During the Second World War, Adamson served in the Royal Air Force Volunteer Reserve, training as a navigator in the US and Canada before being posted to 210 Coastal Command in 1942, serving on Catalina flying-boats on anti-submarine patrols from the Bay of Biscay to the Barents Sea. He was also made an Official War Artist and a number of his works from this period are now held in the collections of the Imperial War Museum and the RAF Museum.

Demobbed in January 1946, Adamson moved to Devon, where he worked at first as a lecturer in engraving and illustration at Exeter School of Art. He then joined a design group in London before turning freelance, drawing for advertising (clients including Rolls-Royce and Shell), designing greetings cards, stationery and posters, and producing regular illustrations for Country Fair, Young Elizabethan, Motoring, Tatler, The Listener, The Countryman, New Scientist, Time & Tide, The Spectator, The Independent, The Oldie, The Observer, The Daily Sketch, Harper's & Queen, Radio Times and others. He contributed more than 200 drawings to Nursing Times and a similar number of cartoons to The Daily Telegraph's "Peterborough" column. In addition he drew regularly for Private Eye, illustrating Auberon Waugh's diary column as well as the first five volumes of the magazine's "Dear Bill" books written by Richard Ingrams and John Wells (1980-84).

The author of a number of books - including A Finding Alphabet (1965), Widdecombe Fair (1966), Finding 1 to 10 (1968) and Rome Done Lightly (1969) - Adamson was also a prolific and highly accomplished illustrator working on more than 80 titles. Notable amongst these were The Faber Book of Nursery Verse (1958), Richard Carpenter's Catweazle (1970), Norman Hunter's "Professor Branestawm" books (1966-77) and children's fantasy stories by Alan Garner.

Adamson's illustrations to Ted Hughes's first children's book, Meet My Folks! (1961) were described by Sylvia Plath as "very fine and witty", and he later illustrated Hughes's How the Whale Became (1963) and The Iron Man (1968). After winning the P.G. Wodehouse Centenary Illustration Award, Adamson produced drawings for the Folio Society's edition of Wodehouse's Short Stories (1983).

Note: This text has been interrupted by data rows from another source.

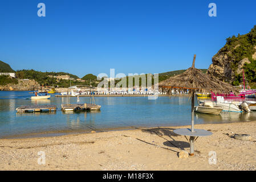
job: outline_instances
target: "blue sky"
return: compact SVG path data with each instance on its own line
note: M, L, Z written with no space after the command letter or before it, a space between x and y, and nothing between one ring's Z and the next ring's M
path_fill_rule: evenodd
M37 5L46 5L38 17ZM208 5L217 5L217 17ZM233 35L256 24L256 1L1 1L0 60L15 69L87 73L208 68Z

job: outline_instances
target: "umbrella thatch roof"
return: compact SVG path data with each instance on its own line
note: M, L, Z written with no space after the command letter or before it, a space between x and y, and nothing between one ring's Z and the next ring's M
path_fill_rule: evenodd
M182 74L172 77L159 83L159 87L166 91L172 89L178 90L193 90L201 93L212 92L216 94L224 93L228 94L233 92L235 94L239 90L228 83L220 81L208 74L203 73L200 69L194 68L194 61L192 67L188 68Z

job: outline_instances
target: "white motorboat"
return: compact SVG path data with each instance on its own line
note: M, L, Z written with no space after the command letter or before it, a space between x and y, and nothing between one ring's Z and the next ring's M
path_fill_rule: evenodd
M204 106L209 105L210 106L212 106L212 107L220 107L222 108L223 111L238 113L243 112L243 110L240 109L238 106L238 105L240 105L239 102L228 102L227 101L224 101L224 98L222 96L217 96L217 102L213 102L210 101L199 101L199 102Z

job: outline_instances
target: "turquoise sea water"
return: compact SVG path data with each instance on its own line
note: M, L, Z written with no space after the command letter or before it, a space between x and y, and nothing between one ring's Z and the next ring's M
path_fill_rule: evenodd
M0 137L190 124L191 101L188 97L159 97L155 100L148 100L147 97L97 97L96 104L101 106L100 112L64 113L60 110L60 105L67 104L67 98L52 94L48 100L28 99L32 96L26 91L0 92ZM90 97L79 99L79 103L90 103ZM70 100L70 104L77 103L76 97ZM17 113L17 107L31 104L55 104L58 110L52 113ZM194 119L196 124L251 121L256 120L256 112L220 115L195 113Z

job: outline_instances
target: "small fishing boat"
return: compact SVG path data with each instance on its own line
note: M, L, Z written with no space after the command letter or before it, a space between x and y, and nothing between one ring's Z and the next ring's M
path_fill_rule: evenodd
M52 88L51 89L51 91L48 92L48 93L55 93L55 89Z
M35 96L32 96L31 97L31 100L39 100L39 99L48 99L51 97L51 96L47 95L47 93L45 96L38 96L37 92L35 92Z
M197 113L218 115L222 111L223 109L221 107L210 106L194 106L194 111Z
M197 97L211 97L211 93L196 93L196 96L197 96Z
M51 97L51 96L32 96L31 100L38 100L38 99L48 99Z

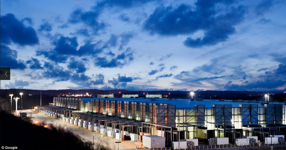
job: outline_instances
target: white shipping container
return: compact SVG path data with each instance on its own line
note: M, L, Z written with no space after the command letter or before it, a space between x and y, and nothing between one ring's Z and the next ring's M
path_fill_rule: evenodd
M135 133L130 133L130 137L132 141L138 141L138 134Z
M115 133L119 133L120 132L120 130L118 129L114 129L114 132Z
M106 127L106 129L107 129L107 130L112 131L112 128L110 127Z
M100 128L100 134L107 135L107 130L104 128Z
M113 133L115 133L114 131L111 131L110 130L107 130L107 136L109 137L112 137L112 138L115 137L115 134Z
M122 135L123 135L123 134L120 133L115 133L115 138L116 138L118 140L120 140L120 136Z
M197 138L193 138L192 139L186 139L187 141L191 141L194 142L194 146L198 146L198 139Z
M265 144L271 144L271 141L272 144L278 144L278 137L267 137L264 139Z
M77 125L80 127L82 127L82 123L79 121L77 123Z
M180 149L187 149L187 141L180 142ZM179 149L179 142L172 142L172 148L174 149Z
M88 125L88 129L91 131L94 131L93 125Z
M275 136L273 136L274 137L282 137L283 138L285 138L284 137L284 135L275 135Z
M217 138L217 145L228 144L228 138Z
M128 131L123 131L123 133L122 133L122 131L121 131L121 133L123 134L123 135L125 136L129 136L129 133Z
M143 146L149 149L165 148L165 138L157 136L142 136Z
M253 138L255 139L255 143L257 143L257 142L258 141L258 137L257 136L247 136L246 138Z
M237 146L249 145L249 139L248 138L236 138L235 144Z
M96 132L100 132L100 128L99 127L94 126L94 130Z

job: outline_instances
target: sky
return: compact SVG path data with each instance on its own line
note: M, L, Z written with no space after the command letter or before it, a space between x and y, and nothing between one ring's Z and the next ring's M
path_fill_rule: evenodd
M0 88L286 91L286 2L0 1Z

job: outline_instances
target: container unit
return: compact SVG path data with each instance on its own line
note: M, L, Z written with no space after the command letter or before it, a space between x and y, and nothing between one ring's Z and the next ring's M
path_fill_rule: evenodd
M113 131L107 130L107 136L112 138L115 137L115 132Z
M264 138L264 142L266 144L277 144L279 137L266 137Z
M114 132L115 133L119 133L120 132L120 130L118 129L114 129Z
M217 145L228 144L228 138L217 138Z
M129 133L128 131L123 131L123 133L122 133L122 131L121 131L121 133L122 133L123 134L123 135L125 136L129 136Z
M130 133L130 137L131 141L138 141L139 140L138 134L135 133Z
M82 123L79 121L77 122L77 125L80 127L82 127Z
M99 127L94 126L94 131L96 132L100 132L100 128Z
M143 146L152 149L165 148L165 138L157 136L142 136Z
M106 127L106 129L107 130L111 130L112 131L112 128L110 127Z
M94 126L92 125L88 125L88 130L91 131L95 131Z
M107 130L104 128L100 128L100 134L107 135Z
M236 146L249 145L249 139L248 138L236 138L235 145Z
M193 138L192 139L186 139L186 141L191 141L194 142L194 146L198 146L198 139L197 138Z
M258 142L258 137L257 136L247 136L246 138L254 138L255 141L255 144L256 144L256 143L257 143Z
M187 141L180 142L180 149L187 149ZM179 142L172 142L172 148L173 149L179 149Z
M115 138L120 141L124 140L124 135L120 133L115 133Z

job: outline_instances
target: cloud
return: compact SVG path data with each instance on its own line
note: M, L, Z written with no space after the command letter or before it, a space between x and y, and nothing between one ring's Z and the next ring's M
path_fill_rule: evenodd
M267 70L267 69L268 69L268 68L262 68L262 69L258 69L258 70L257 70L256 71L257 71L257 72L260 72L260 71L264 71L264 70Z
M0 52L1 54L0 55L0 65L1 67L10 67L11 69L20 70L23 70L26 68L23 61L16 59L18 53L16 50L1 45Z
M170 67L170 70L174 70L176 69L178 69L178 66L172 66Z
M127 45L130 40L135 35L135 34L132 32L129 32L122 33L120 35L121 38L121 44L119 46L119 50L123 49L123 47Z
M30 65L30 68L32 69L42 69L43 68L40 61L37 58L32 57L31 59L26 61L26 63Z
M243 19L246 8L236 6L234 1L198 0L196 8L185 4L177 8L157 7L144 23L144 29L151 35L189 35L202 30L203 37L188 37L185 46L200 47L225 41L235 32L234 26Z
M23 89L24 87L29 85L28 81L23 81L22 80L16 80L14 83L9 83L9 84L5 84L5 87L10 89Z
M165 56L162 56L162 57L159 59L159 60L160 61L162 61L165 58L170 58L170 57L172 56L173 54L167 54Z
M90 83L94 85L104 84L104 76L101 74L96 74L96 80L92 80Z
M100 30L105 29L107 25L103 22L98 20L101 13L101 10L84 11L78 8L74 11L70 15L68 22L72 24L81 23L90 28L93 33L97 34Z
M122 21L124 22L129 22L130 21L130 18L126 14L122 14L119 17L119 19Z
M273 0L262 0L255 7L254 12L257 15L263 15L265 12L270 10L274 5Z
M159 78L165 78L166 77L170 77L172 76L173 76L173 74L162 74L158 76L157 76L157 77L156 77L156 80L158 80Z
M12 42L20 46L25 46L39 43L39 39L35 29L31 27L26 27L14 14L8 14L1 16L0 19L0 40L1 44L9 44Z
M47 22L45 22L40 25L38 30L39 31L49 32L53 30L53 25Z
M261 18L256 23L260 23L261 24L265 24L266 23L270 22L271 22L271 20L270 19L266 19L265 18Z
M94 64L102 68L122 67L133 60L133 52L128 48L125 52L118 55L110 60L104 57L98 57L95 59Z
M74 58L71 58L67 67L70 69L75 70L77 73L83 73L86 71L84 63L76 60Z

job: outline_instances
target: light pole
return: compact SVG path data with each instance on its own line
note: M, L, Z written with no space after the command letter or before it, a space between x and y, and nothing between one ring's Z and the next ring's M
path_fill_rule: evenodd
M191 92L190 94L192 96L192 99L193 99L193 95L194 95L194 92Z
M22 101L22 95L23 95L23 93L21 92L20 93L20 95L21 95L21 107L23 109L23 102Z
M115 142L115 143L117 144L117 149L119 150L119 143L121 143L121 142Z
M11 112L12 112L12 97L14 95L11 94L9 94L9 96L11 96Z
M15 100L16 101L16 111L17 111L17 101L18 101L18 99L19 99L19 97L15 97L13 99L15 99Z

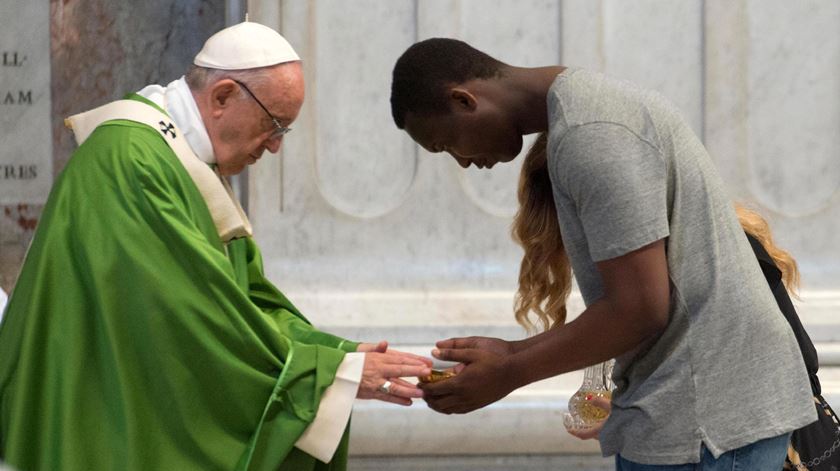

Influenced by classical artists such as Velázquez, Rembrandt, Goya and Hokusai, Adamson worked on paper, gesso surfaces and scraperboard, and used pen and ink, wash, charcoal, chalk, gouache, oils and other media. His training as an etcher, engraver and graphic designer also had an effect on his illustration and cartoon work and, to assist the speed of production and more accurate printing, he made extensive use of transparent acetate film to separate line drawings from painted backgrounds.

Always dapper, with a bow tie or cravat, George Adamson was a gentle, softly spoken man of great charm, who made friends easily. A devout Roman Catholic, he was possessed of seemingly boundless energy and had a lifelong enjoyment of walking and swimming.